Let’s create a table in “test” database.

create table newcustomer (id int, name varchar(100), primary key (id));

insert into newcustomer values (1, ‘amar’);
insert into newcustomer values (2, ‘akbar’);
insert into newcustomer values (3, ‘anthony’);

update newcustomer set name = ‘ankit’ where id = 1;

As you can see, I have inserted 3 records and updated one of them. How do I save both, old and updated values? This feature is built-in if you enable CDC (Change data capture) while creating the stack using the cloudformation template mentioned above. Your table will look like this in Athena…

Primary Key ID 1 has logged both (old and new) values

“Inserted” and “Updated” records are marked separately.

This is something that the programmers try to achieve using python, Java or php code. In most of the cases the application source code becomes too complicated and database very large because they use the “log table” on the same server to store old and new records. In case of CDC, the data is saved in S3 bucket, you can easily create Athena table:

CREATE EXTERNAL TABLE IF NOT EXISTS newcustomer (
`type` string,
`id` int,
`name` string )
ROW FORMAT SERDE ‘org.apache.hadoop.hive.serde2.lazy.LazySimpleSerDe’
WITH SERDEPROPERTIES (
‘serialization.format’ = ‘,’,
‘field.delim’ = ‘,’
) LOCATION ‘s3://mysqltos3-oktrailbucket-npn/test/newcustomer/’
TBLPROPERTIES (‘has_encrypted_data’=’false’);

You will need to change the columns and S3 location to match your data.

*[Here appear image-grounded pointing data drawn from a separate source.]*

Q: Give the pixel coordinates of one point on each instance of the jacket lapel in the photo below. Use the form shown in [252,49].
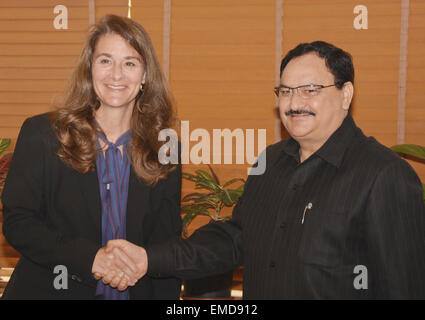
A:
[90,189]
[137,206]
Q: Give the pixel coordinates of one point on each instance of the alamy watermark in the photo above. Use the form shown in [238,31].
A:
[361,280]
[222,147]
[61,280]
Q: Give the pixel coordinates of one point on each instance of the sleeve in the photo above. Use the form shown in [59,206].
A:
[26,224]
[395,234]
[166,204]
[213,249]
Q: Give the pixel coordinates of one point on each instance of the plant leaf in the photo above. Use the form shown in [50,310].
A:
[413,150]
[214,175]
[228,183]
[194,196]
[206,176]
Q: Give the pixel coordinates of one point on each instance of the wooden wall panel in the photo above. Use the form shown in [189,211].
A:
[150,14]
[415,95]
[375,53]
[36,59]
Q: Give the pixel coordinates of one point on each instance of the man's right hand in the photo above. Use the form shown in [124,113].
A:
[115,268]
[136,254]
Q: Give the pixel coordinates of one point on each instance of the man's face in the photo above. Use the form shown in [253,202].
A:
[320,115]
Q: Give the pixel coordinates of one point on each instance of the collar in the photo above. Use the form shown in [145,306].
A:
[334,148]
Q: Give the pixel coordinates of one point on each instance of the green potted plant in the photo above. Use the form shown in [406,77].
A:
[413,152]
[5,159]
[211,198]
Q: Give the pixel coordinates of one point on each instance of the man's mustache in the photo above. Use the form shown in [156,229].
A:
[300,111]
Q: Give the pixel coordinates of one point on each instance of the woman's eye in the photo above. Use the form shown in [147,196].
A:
[130,64]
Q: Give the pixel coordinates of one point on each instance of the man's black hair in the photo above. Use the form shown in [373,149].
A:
[338,61]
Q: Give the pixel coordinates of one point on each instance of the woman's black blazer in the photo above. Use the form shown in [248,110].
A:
[52,216]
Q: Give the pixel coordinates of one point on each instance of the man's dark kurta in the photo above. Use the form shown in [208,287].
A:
[366,210]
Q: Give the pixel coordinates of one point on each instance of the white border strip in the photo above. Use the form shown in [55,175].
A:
[166,39]
[402,72]
[278,57]
[92,12]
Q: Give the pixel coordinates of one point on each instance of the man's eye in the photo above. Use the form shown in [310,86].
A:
[311,91]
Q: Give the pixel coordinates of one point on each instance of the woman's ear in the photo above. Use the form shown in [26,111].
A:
[348,92]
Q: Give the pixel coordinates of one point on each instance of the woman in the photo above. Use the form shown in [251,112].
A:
[89,173]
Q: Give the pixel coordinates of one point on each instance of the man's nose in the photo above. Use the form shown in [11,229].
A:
[296,102]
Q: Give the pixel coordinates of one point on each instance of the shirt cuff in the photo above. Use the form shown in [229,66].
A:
[160,260]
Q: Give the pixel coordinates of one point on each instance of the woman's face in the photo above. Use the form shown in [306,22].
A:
[117,72]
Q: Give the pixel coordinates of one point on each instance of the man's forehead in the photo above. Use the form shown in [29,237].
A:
[308,68]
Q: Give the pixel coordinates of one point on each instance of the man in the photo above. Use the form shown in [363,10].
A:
[336,215]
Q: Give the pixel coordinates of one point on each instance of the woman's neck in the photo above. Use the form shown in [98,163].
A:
[113,121]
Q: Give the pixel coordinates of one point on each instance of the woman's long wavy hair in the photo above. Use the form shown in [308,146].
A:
[153,111]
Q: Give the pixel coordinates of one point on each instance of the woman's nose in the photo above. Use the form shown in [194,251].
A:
[116,72]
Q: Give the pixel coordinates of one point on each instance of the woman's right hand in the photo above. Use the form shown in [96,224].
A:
[114,268]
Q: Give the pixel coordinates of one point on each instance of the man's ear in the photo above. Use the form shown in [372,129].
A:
[348,92]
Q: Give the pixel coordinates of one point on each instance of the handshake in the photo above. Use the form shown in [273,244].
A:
[120,264]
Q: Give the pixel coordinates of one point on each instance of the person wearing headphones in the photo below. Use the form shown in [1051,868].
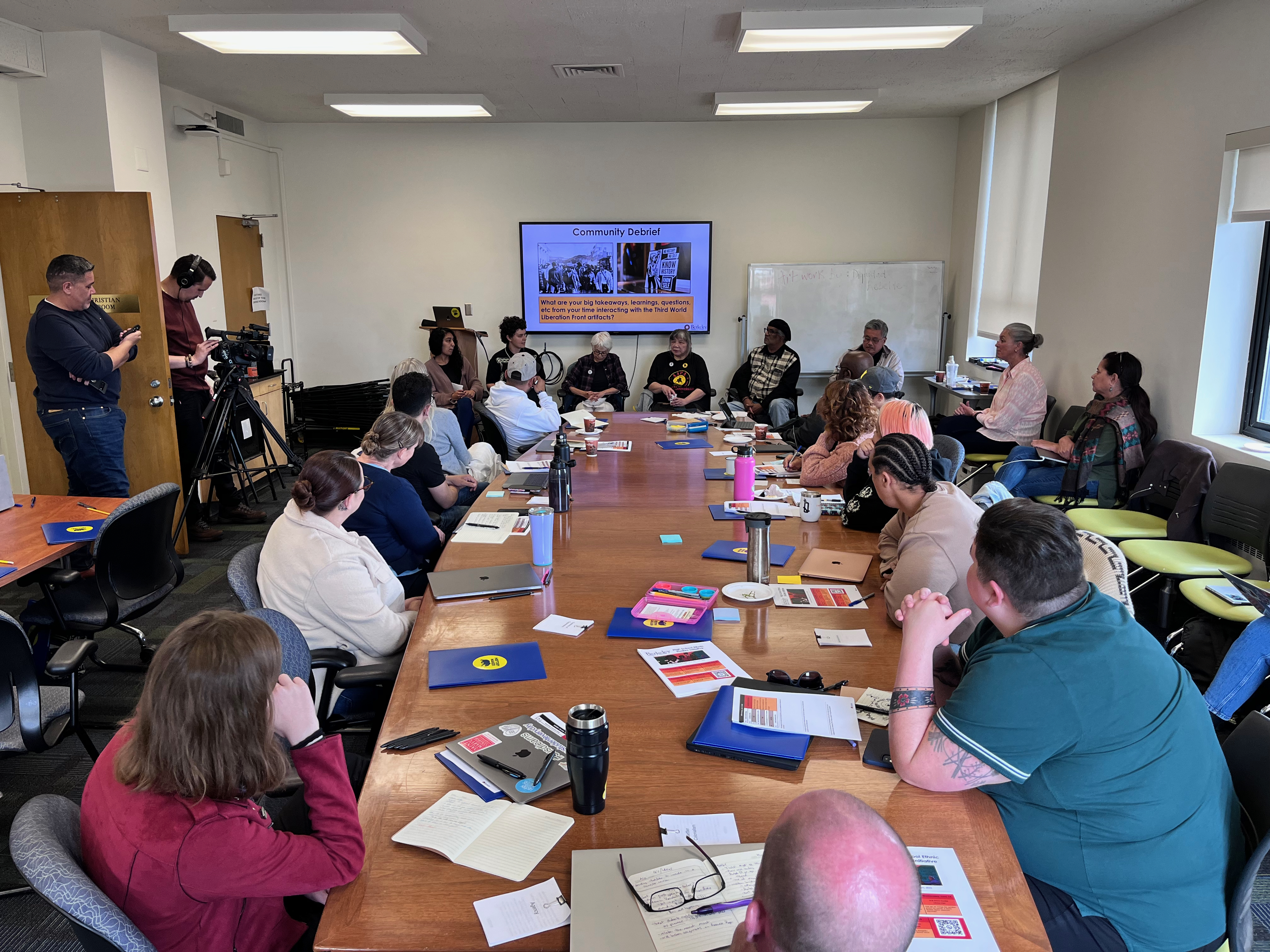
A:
[187,359]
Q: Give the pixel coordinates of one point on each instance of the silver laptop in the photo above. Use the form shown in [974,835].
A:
[491,581]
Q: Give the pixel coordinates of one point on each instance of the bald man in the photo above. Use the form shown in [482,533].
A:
[835,878]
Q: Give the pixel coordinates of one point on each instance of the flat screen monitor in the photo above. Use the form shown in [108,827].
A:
[621,277]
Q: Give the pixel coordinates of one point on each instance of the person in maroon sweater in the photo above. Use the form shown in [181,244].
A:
[169,823]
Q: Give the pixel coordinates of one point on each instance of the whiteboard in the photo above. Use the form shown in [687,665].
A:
[827,306]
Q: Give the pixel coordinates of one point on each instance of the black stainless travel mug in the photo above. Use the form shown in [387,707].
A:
[587,743]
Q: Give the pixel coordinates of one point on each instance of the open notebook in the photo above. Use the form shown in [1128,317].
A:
[501,838]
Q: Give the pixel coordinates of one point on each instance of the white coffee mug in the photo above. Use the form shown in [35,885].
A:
[811,506]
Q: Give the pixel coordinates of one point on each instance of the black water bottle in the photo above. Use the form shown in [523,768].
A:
[587,742]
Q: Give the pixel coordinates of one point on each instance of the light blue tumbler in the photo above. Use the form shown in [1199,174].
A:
[541,526]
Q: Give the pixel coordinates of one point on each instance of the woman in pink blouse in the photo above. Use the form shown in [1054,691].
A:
[1018,409]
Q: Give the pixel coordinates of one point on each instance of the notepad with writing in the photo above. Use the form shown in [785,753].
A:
[500,838]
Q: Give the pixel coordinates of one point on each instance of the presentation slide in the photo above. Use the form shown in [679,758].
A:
[621,277]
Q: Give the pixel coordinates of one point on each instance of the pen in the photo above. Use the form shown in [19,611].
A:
[543,771]
[721,907]
[510,771]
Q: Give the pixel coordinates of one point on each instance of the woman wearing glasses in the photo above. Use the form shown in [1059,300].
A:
[1104,451]
[332,583]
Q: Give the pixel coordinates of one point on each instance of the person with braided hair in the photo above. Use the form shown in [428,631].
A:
[928,542]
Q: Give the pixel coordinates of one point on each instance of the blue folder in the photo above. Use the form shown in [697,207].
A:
[735,551]
[84,531]
[685,444]
[488,664]
[718,732]
[718,512]
[628,626]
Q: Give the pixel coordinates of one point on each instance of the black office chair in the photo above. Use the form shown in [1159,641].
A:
[568,402]
[136,569]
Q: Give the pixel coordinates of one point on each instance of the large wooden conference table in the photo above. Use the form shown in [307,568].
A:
[608,554]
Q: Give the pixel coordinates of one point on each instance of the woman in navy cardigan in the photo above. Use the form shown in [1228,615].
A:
[392,514]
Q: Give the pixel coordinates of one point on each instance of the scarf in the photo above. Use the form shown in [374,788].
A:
[766,370]
[1128,447]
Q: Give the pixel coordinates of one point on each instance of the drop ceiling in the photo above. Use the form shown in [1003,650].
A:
[676,55]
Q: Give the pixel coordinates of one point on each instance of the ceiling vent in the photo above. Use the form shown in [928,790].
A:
[585,70]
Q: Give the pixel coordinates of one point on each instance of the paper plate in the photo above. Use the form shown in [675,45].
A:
[748,592]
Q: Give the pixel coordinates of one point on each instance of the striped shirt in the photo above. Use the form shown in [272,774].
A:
[1019,408]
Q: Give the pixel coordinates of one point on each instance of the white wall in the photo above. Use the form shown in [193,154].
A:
[1135,188]
[390,219]
[200,193]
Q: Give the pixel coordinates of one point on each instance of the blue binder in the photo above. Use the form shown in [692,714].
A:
[628,626]
[684,444]
[750,744]
[84,531]
[735,551]
[488,664]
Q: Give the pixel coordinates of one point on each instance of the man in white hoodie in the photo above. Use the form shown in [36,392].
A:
[508,403]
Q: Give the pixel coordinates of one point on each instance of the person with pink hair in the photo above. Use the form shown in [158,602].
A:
[863,509]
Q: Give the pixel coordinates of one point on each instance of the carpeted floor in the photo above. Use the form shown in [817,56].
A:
[27,923]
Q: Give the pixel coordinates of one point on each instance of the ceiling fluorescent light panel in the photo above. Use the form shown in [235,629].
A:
[809,103]
[412,106]
[310,33]
[823,31]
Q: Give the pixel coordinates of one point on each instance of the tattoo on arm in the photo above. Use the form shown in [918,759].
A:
[967,768]
[905,699]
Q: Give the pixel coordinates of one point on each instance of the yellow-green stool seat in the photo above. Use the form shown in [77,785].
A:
[1198,594]
[1119,524]
[1183,558]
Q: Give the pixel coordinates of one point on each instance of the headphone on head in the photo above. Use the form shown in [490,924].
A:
[188,277]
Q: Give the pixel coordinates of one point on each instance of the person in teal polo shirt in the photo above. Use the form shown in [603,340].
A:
[1095,744]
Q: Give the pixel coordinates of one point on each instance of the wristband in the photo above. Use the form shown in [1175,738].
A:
[312,739]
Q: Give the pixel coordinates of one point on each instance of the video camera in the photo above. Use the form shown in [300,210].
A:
[244,347]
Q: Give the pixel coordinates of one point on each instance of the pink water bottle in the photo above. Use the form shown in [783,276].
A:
[743,487]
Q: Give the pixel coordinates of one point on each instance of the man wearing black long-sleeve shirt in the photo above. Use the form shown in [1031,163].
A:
[77,352]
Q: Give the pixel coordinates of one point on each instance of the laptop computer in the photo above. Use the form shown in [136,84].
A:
[840,567]
[491,581]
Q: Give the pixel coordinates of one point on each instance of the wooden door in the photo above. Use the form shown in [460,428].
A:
[115,230]
[242,271]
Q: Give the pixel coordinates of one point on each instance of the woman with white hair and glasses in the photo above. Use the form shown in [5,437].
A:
[596,376]
[678,377]
[1018,411]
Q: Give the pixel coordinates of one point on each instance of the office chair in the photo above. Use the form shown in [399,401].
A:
[136,570]
[45,845]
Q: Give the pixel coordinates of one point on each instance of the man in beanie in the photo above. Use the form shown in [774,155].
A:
[764,385]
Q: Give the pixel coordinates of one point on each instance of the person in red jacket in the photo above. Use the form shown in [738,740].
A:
[169,823]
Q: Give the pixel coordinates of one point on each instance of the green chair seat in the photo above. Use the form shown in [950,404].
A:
[1183,559]
[1119,524]
[1198,594]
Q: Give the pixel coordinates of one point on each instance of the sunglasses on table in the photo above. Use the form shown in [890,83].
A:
[807,680]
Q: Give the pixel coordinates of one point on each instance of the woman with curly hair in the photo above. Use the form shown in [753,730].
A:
[850,417]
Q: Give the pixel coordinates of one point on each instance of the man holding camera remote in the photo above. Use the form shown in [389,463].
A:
[77,352]
[187,359]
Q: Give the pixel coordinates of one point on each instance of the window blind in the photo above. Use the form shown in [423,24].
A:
[1018,193]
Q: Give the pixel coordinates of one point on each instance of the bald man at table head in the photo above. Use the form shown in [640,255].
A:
[835,878]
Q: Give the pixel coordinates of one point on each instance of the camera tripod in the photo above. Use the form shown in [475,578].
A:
[233,394]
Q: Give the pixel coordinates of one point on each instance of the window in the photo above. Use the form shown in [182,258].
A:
[1256,397]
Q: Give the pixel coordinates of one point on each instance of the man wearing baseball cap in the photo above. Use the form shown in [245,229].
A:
[765,385]
[510,405]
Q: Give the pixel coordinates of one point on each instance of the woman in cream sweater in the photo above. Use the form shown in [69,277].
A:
[333,583]
[928,542]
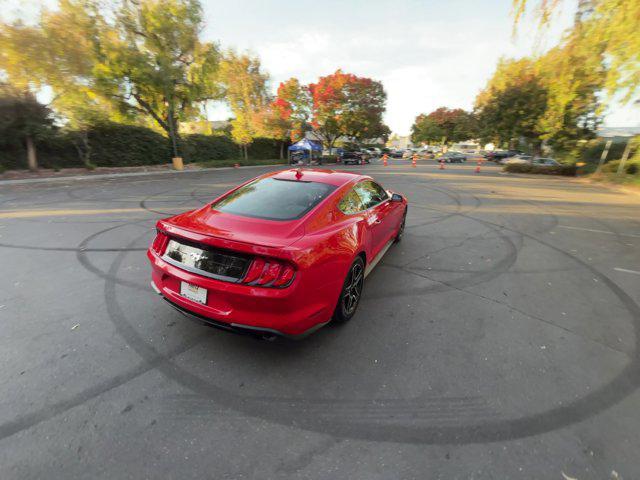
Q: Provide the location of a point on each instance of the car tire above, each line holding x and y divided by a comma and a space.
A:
351, 292
398, 236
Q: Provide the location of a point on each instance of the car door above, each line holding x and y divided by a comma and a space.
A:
375, 201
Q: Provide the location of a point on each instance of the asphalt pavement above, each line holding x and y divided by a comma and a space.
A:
498, 340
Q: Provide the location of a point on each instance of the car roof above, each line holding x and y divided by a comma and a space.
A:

While using S3 End point, you can use extra connection attributes and convert the data to parquet.
You will have to add 1 line in the properties section of the endpoint and the template will look like this…

S3Endpoint:
Type: AWS::DMS::Endpoint
Properties:
ExtraConnectionAttributes: “addColumnName=true;compressionType=GZIP;dataFormat=parquet;”

CDC or “Change Data Capture” provides you the information that traditional replication does not. A slave can be promoted if master goes down. DMS may not be useful in that case. But it serves another purpose that is important for security and audit.

--

--